The CEO of a small business insurer, which has just undergone a management buyout, claims its agile approach to developing products is the key to landing a larger wedge of the market in years to come.
Private equity firm AnaCap backed the rumoured eight-figure MBO of Simply Business, separating it from Brit Group to target more opportunities for growth and innovation in the industry.
Simply Business has a client base of 225,000 customers, and has grown from revenues of £4.2m in 2006 to hit £22.9m last year.
CEO Jason Stockwood puts its success down to its business being conducted predominantly online and underwriting its own products, and is confident the agile approach will help its expansion in an industry worth an estimated £3bn.
Stockwood, who joined in 2010 as the former MD of dating site Match.com and travel website Travelocity.com, admitted his experiences have come to bear on Simply’s attitude to providing insurance, by letting customers lead the way.
He told CBR: "My background was travel and dating, huge markets that have used technology to disrupt offline competitors. I could see this [possibility] in commercial insurance as well.
"Exactly the same way as travel 15 years ago, everyone had to go to an intermediary offline to get a quote. That’s fine if you’re a large business with a procurement division, but most people who start up businesses just need to make sure the product is right for them and then get on with growing.
"The whole balance of power needs to be with the consumer, not the intermediary, and online is a great way of remedying that."
By conducting its transactions mainly through its website and running operations in-house, Simply Business has managed to undercut the "ridiculously high" margins demanded by its offline competitors.

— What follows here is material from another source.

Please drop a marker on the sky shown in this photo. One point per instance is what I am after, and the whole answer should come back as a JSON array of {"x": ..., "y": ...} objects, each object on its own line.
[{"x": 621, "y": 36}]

And asked if the internet is shifting the way small businesses look for insurance, Stockwood says that it already has.
"That’s a debate that’s over," he said. "The shift has happened. It’s really about how we can simplify complex products."
And to that end, Stockwood relies on the agile software development philosophy to get ahead.
The theory, established back in 2001, focuses on producing working software during the development process rather than at the end, and places importance on developers working together to find solutions.
Stockwood said: "We use agile as an approach to test the idea. If it works, great, if it doesn’t we move on. You fail on small projects and you learn every time you do a test.
"It’s a technology-led view of how customers can be served better."
Another key concept behind agile is continuous customer collaboration to produce the best possible product, and Simply Business staff rely on big data to tell them what their customers want.
"All our products are built around customer insight," Stockwood explained. "You’re not going on gut feeling. We’re a data-driven organisation – we can’t imagine how offline companies create hypotheses for their products.
"We’re collecting huge amounts of data on a daily basis and that gives us a lot of information. We can tell where we’re successful in quoting and where we’re not successful in quoting."
Stockwood hopes the approach will lead to Simply Business, which has a current a market share of 5%, cutting a larger slice of the industry for itself in the next few years.
"We want the lion’s share of that as a starting point," he said. "We want to expand our customer base, we think we can quote for about half of small businesses at the moment."
That expansion could be a key move in the future as more and more businesses adopt new and improved technology as the norm for B2B commercial activities – 30% of businesses looking for quotes contact Simply Business via smartphones or tablets now, and technology will only make it easier for more companies to get an online quote.
And Stockwood is aware of how technology affects customers’ communications with other businesses – he predicts voice recognition software will become more popular, an idea which certainly makes sense when considered in the context of the rising trend of mobile computing, where hands and eyes may be otherwise occupied.
But however developments change the way customers communicate, his faith in big data remains firm, believing that analysing their needs remains the key to success.
"The user experience is changing day to day," he said. "But the way the risks are being underwritten reflect the fact our companies all have idiosyncratic ways of working, so for us it’s about responding to customer feedback."